Die Ergebnisse waren so spannend wie ich es mir erhofft hatte. Schon nach einem Tag im Säulengang waren die ersten Kommentare zu verzeichnen: Mehr oder weniger gute Witze, Trotz, eine clevere Anspielung auf Benjamin Zubers Werk, und sogar Unverständnis! Und genau an der Stelle des Plakats, wo man eine Unterschrift des "Absenders", oder eine Angabe der Quelle erwarten würde ein Kommentar außerhalb des Rahmens, der genau danach verlangte: Hilfe bei der Einordnung in einen Kontext. Es war großartig. Bis zum nächsten Morgen hatte sich die Zahl der Kommentare verdoppelt. Mehr Witze, eine weitere Anspielung (Harry Potter) und die Frage "Bin ich da drin oder ist das in mir?" Eine klare Auseinadersetzung mit den Fragen, die das Werk aufwirft, wie wir sie im Seminar auch hatten. Der folgende Morgen war weniger interessant; es hatte sich nichts verändert. Doch irgendwann zwischen 12 und 14 Uhr änderte sich schlagartig alles. Das Plakat mitsamt Kommentaren war verschwunden.
Es hatte niemand Platz schaffen wollen um etwas anderes aufzuhängen, denn die Stelle blieb leer.
Ich stellte fest, dass meine Reaktion auf das verschwinden des Plakats gespalten war. Einerseits freute ich mich über den drastischen Ausdruck, mit dem Plakat umzugehen, indem man es entfernt, andererseits war ich traurig um die nun zum schweigen gebrachten Kommentare. Das Internet vergisst nie, sagt man (fälschlicherweise zwar, denn viele alte Websites sind mittlerweile verloren gegangen, doch als Warnung vor unvorsichtiger Internetnutzung berechtigt) aber ein analoges Kommentarfeld ist weniger beständig. Ich konnte von Glück sagen, dass ich jeden Tag ein Foto gemacht hatte, um den Verlauf des Projekts zu dokumentieren.
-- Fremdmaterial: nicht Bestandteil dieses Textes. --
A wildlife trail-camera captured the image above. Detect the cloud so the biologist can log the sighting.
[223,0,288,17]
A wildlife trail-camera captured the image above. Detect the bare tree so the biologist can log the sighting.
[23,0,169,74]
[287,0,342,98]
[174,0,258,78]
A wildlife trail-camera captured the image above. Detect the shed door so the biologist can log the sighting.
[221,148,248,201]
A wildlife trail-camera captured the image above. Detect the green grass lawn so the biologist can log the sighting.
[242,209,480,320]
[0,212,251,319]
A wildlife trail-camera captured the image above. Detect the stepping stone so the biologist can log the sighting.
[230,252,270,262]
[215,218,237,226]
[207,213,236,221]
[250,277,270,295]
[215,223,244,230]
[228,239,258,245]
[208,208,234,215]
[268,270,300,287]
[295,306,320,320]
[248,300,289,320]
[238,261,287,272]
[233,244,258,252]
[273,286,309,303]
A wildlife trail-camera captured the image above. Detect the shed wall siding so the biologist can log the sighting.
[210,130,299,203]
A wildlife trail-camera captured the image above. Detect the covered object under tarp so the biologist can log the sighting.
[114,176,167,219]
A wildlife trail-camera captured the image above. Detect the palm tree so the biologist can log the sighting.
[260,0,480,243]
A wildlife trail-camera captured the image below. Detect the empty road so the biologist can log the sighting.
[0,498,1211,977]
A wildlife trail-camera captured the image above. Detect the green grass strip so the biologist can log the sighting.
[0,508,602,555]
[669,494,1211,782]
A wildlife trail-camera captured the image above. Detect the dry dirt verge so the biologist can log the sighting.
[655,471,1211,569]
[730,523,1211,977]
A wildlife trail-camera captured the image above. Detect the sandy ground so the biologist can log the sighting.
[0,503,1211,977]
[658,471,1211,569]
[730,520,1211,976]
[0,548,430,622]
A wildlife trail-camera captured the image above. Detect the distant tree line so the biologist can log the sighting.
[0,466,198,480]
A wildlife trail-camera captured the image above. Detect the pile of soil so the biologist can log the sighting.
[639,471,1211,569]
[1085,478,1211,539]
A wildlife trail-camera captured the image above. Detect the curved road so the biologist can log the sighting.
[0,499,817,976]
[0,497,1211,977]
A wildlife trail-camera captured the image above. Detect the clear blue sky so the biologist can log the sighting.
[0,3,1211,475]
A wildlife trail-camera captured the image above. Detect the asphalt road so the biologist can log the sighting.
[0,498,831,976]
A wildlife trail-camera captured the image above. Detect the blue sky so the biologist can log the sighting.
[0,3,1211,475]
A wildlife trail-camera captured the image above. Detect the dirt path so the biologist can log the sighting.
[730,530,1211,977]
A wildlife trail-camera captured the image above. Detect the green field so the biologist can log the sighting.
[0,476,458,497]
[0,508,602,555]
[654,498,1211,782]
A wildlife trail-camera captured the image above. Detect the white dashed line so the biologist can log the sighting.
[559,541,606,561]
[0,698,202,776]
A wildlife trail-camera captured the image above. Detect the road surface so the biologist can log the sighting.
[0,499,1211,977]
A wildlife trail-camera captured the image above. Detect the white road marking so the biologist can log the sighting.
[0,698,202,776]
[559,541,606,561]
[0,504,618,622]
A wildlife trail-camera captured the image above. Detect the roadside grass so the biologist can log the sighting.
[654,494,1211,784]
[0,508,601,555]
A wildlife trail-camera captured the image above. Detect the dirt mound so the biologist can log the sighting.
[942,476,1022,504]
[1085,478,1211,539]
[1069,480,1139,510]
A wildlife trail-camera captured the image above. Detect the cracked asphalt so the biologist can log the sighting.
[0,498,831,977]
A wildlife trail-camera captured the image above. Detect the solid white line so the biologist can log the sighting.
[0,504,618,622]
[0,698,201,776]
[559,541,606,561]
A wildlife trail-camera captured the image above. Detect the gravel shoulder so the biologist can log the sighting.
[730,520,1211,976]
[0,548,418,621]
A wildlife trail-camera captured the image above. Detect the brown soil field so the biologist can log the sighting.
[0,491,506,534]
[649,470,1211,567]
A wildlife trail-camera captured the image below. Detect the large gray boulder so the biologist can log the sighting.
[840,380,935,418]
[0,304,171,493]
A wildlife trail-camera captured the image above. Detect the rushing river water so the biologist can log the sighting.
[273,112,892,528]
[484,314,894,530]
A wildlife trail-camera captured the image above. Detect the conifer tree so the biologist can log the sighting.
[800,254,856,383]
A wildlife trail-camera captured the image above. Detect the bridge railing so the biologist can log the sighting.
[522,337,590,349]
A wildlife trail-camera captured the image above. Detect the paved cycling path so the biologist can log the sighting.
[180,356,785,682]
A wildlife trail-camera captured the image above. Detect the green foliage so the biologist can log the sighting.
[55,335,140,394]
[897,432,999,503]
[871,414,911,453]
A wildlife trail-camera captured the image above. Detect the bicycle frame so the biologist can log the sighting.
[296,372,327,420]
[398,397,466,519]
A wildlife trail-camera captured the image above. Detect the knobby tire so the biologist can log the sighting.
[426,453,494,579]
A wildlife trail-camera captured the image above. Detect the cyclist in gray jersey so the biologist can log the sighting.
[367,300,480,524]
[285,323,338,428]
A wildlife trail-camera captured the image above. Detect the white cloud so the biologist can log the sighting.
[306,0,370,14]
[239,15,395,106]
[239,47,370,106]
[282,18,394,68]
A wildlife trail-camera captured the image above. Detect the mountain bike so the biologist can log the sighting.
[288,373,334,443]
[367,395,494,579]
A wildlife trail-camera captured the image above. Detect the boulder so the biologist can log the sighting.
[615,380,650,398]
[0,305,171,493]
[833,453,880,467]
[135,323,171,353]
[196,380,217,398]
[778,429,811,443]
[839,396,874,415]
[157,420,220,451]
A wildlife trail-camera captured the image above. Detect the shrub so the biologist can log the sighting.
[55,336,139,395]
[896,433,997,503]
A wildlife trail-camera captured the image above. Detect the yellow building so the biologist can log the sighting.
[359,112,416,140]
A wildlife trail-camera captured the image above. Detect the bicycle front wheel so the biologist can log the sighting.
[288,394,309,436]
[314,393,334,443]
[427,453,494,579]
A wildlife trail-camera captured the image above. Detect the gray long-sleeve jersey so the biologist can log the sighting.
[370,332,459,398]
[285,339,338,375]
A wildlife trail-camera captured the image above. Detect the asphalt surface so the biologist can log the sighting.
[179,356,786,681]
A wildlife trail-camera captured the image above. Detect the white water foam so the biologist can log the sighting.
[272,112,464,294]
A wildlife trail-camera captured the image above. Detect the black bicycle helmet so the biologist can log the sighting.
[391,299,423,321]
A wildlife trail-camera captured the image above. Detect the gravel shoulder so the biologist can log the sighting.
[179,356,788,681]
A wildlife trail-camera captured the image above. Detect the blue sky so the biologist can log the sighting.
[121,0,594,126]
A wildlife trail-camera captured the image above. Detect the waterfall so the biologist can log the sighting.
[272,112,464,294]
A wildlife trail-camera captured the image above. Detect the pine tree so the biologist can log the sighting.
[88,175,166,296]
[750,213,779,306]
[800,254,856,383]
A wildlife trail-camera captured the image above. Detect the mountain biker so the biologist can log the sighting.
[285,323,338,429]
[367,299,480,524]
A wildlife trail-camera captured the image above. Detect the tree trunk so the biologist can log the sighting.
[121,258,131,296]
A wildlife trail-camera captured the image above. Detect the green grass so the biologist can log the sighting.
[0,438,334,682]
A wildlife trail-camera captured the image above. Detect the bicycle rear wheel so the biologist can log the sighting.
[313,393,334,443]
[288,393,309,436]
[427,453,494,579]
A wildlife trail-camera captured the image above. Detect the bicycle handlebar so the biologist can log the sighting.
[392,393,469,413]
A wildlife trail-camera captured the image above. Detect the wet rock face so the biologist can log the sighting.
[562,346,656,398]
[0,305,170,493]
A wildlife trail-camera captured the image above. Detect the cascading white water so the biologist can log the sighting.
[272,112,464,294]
Mein Interesse an den Beweggründen für die Entwendung des Plakats, und außerdem mein Spaß an der Sache, ließ mich nicht los. "Vermisstenanzeige einer interaktiven Karte mit Kommentarfunktion" verkündete nun hyperbolisch ein zweites Plakat, unterstützt durch die verkleinerte ursprüngliche Illustration, ein Foto des Kommentarfeldes vor und ein Foto der Pinnwand nach der Entfernung des Plakats. An der selben Stelle, an der auf dem ersten Plakat das Kommentarfeld war, lud ein neues dazu ein, zu dieser neuen Entwicklung Stellung zu nehmen.
Der erste Kommentar war ein Witz, der entweder den Humor des Titels exakt oder ganz und gar nicht verstand und die starke Übertreibung durch den bekannten Running-Gag "!!!!!!!!!!!1" (eine Anspielung darauf, dass beim schnellen, wütenden Tippen oft die Hochstelltaste zu früh losgelassen wird und die übertrieben eindrückliche Punktuation durch Massen an Ausrufezeichen ins lächerliche gezogen wird) deutlich machte.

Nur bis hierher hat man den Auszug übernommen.